Today I went to my day job and tonight I'm working with Christina, whose show "Semi Rural" is on at the Comedy Festival at the exact same time as ours. I'm helping her out in the next few weeks at the same time as directing "For We Are Young And Free" for Standing There Productions and organising the brilliantly-timed Law Week for Victoria Law Foundation, where I work.

Sometimes I wonder whether I'd be able to survive without nineteen concurrent deadlines. That's a theory I doubt I'm going to test any time soon.

Meanwhile, trips on public transport become the only moments I get to myself.

Melbourne has one of those daily rags that you can get at train stations for free. Ours is called MX. When I worked in commercial radio, I used to read MX from cover to cover with the frenzied excitement of an addict, searching desperately for some material.

And doesn't it deliver?

Today, it actually uses the phrase "paleolithic hottie" to describe the reconstructed face of a 14,000 year old skull.

Other highlights include:

The story of a zoo worker who dressed in an unconvincing orangutan costume in order to stage a fake escape scenario. Needless to say that when he was shot by another zoo keeper with a fake gun, the kiddies were horrified and fled from the scene.
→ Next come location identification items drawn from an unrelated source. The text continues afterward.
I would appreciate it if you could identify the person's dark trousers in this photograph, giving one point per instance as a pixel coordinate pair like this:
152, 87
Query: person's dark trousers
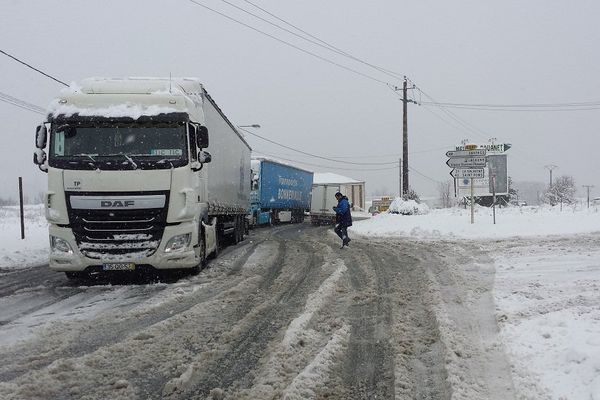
341, 230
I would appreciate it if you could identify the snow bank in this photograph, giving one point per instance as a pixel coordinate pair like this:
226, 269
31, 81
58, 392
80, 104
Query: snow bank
456, 223
407, 207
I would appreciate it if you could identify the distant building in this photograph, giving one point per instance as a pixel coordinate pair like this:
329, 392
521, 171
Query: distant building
351, 188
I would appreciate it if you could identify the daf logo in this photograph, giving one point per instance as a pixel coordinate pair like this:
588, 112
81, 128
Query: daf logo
116, 203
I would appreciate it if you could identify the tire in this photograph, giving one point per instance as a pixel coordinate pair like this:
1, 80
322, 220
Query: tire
196, 270
76, 275
235, 238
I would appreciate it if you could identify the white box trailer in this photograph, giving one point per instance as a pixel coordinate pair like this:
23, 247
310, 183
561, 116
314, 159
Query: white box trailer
131, 182
322, 202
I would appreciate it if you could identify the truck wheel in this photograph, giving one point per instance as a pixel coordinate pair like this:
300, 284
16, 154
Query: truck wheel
76, 275
202, 245
235, 238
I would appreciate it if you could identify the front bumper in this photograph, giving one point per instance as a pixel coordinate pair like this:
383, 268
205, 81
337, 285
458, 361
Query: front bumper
76, 261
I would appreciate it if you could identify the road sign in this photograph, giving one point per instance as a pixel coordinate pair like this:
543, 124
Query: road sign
467, 173
465, 153
466, 162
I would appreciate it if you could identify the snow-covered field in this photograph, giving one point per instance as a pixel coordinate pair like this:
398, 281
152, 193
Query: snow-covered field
22, 253
546, 288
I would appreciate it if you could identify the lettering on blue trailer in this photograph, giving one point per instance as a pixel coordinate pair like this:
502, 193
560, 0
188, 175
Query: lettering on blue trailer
287, 194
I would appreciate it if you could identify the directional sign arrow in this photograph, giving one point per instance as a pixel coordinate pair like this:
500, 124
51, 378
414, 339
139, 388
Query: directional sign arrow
466, 162
467, 173
465, 153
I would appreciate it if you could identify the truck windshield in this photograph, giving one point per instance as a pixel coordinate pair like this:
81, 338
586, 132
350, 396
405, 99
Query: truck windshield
125, 146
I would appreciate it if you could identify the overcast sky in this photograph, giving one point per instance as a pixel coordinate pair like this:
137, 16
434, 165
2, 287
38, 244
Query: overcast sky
471, 52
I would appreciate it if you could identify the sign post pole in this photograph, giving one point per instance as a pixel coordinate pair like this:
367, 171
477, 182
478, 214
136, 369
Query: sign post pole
494, 197
472, 203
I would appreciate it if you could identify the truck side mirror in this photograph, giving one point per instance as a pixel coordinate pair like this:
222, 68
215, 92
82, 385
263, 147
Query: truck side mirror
41, 136
202, 137
39, 158
204, 157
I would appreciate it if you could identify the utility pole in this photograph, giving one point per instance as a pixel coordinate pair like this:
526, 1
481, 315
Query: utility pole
588, 190
400, 177
550, 168
405, 101
404, 139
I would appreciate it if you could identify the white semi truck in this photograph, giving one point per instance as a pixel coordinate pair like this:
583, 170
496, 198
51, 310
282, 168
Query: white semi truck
131, 182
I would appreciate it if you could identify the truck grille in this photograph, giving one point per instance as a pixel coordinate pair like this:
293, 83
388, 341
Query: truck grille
118, 234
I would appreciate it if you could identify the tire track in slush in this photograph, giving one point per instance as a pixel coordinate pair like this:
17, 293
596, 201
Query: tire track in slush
368, 368
111, 332
245, 350
420, 359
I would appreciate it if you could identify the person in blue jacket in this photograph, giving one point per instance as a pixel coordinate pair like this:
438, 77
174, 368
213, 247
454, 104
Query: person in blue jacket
343, 218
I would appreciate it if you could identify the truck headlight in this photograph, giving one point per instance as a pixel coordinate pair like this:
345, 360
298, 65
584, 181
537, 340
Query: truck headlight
59, 245
178, 243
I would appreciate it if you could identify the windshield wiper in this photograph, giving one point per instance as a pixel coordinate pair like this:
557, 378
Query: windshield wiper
87, 155
129, 159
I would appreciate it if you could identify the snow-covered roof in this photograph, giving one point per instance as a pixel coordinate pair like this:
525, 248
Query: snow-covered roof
257, 159
321, 178
128, 97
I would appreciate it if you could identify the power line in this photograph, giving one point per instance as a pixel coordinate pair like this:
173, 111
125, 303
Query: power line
347, 169
320, 43
21, 103
290, 44
33, 68
310, 154
516, 108
533, 105
325, 166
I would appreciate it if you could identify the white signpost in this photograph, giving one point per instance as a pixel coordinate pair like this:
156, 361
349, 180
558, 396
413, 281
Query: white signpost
474, 161
468, 173
465, 161
466, 153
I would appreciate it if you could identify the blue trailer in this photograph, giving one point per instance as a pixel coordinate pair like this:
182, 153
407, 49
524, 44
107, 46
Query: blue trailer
280, 192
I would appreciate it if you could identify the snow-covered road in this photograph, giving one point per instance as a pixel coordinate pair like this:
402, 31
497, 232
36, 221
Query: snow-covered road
285, 314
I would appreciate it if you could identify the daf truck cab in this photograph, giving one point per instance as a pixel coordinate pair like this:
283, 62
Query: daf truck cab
131, 181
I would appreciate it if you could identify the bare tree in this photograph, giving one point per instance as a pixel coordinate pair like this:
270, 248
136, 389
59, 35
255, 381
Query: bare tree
562, 191
444, 191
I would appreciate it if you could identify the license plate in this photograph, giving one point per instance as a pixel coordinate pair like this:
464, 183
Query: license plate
118, 266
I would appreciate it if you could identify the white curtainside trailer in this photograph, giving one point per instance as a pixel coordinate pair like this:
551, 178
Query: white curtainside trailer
322, 202
142, 172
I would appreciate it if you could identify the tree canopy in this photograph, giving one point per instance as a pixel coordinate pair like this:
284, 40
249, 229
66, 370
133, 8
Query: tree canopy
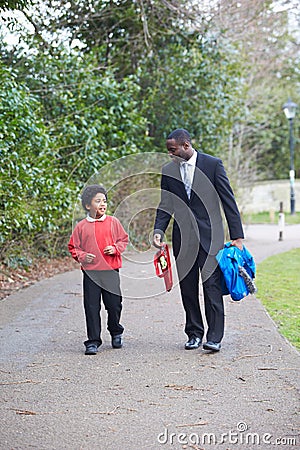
87, 82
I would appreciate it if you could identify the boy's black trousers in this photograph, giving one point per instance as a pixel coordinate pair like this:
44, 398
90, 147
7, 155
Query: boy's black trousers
103, 284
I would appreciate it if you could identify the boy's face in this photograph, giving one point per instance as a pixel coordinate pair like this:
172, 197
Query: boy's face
98, 206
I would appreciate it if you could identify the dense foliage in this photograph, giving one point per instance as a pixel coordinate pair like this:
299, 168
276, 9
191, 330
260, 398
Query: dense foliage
90, 82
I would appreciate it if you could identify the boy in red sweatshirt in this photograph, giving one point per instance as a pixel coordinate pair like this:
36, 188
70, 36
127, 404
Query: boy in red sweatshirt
97, 243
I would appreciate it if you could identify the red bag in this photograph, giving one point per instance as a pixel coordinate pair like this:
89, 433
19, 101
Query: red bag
163, 266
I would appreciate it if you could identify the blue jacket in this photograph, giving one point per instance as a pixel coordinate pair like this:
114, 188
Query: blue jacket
238, 269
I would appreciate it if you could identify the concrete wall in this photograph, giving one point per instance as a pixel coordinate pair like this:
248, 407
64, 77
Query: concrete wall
267, 195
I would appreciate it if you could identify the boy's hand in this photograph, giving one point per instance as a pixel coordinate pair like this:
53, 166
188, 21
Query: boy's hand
109, 250
157, 241
89, 258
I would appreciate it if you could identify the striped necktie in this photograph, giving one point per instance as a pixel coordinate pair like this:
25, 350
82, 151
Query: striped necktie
187, 178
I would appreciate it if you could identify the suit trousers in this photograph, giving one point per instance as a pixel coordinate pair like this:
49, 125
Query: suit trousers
188, 273
103, 284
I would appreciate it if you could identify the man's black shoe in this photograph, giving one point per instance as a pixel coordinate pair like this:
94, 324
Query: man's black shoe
91, 349
212, 346
117, 341
193, 343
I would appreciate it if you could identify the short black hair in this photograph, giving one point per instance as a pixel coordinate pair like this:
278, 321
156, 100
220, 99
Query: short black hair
180, 135
90, 192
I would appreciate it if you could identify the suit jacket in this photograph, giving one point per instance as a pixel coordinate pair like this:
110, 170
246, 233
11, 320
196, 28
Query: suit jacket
198, 220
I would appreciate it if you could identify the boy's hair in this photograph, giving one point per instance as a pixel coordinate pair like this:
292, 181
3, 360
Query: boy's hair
90, 192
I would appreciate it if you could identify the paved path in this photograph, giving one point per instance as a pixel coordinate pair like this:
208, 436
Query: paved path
151, 394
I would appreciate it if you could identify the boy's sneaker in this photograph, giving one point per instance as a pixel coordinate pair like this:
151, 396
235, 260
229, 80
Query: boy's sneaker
91, 349
117, 341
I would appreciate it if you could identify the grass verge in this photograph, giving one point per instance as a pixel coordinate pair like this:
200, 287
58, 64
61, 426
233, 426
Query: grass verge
278, 283
271, 217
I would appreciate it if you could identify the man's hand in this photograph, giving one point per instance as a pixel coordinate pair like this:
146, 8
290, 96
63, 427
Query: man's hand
89, 258
157, 240
237, 243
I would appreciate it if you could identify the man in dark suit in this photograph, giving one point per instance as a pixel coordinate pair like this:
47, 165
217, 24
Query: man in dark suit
193, 185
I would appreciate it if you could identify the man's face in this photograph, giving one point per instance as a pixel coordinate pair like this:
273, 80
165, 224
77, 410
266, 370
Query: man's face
178, 151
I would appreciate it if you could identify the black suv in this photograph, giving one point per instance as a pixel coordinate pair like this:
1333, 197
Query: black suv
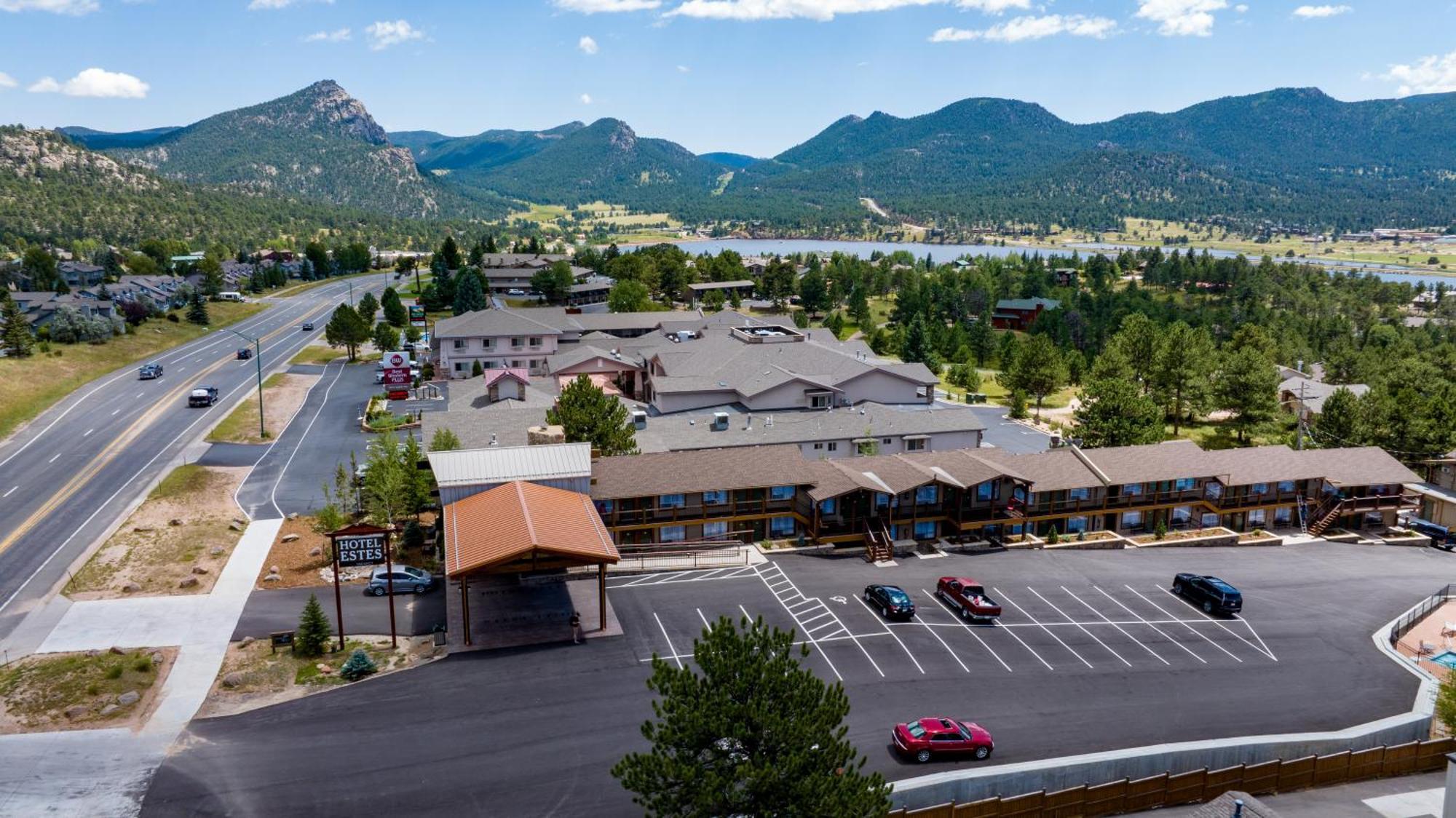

The description of Richard Griffiths attempting to escape the Harry Potter crowds through a tiny box office window is pretty hilarious if you know how big Richard Griffiths is.

And finally, I enjoyed the following passage:

Children on a youth club trip in Northern Ireland ignored repeated warnings to behave as bedtime approached last Wednesday. So their leaders decided to teach them a lesson. they packed the youngsters into a minibus, drove them into the middle of nowhere and told them to find their own way back to base. The punishment backfired badly when the youngsters, aged 12 to 14, became hopelessly lost and the leaders were unable to go back to find them because the minbus broke down.

(Description of furious parents follows). Got to love MX.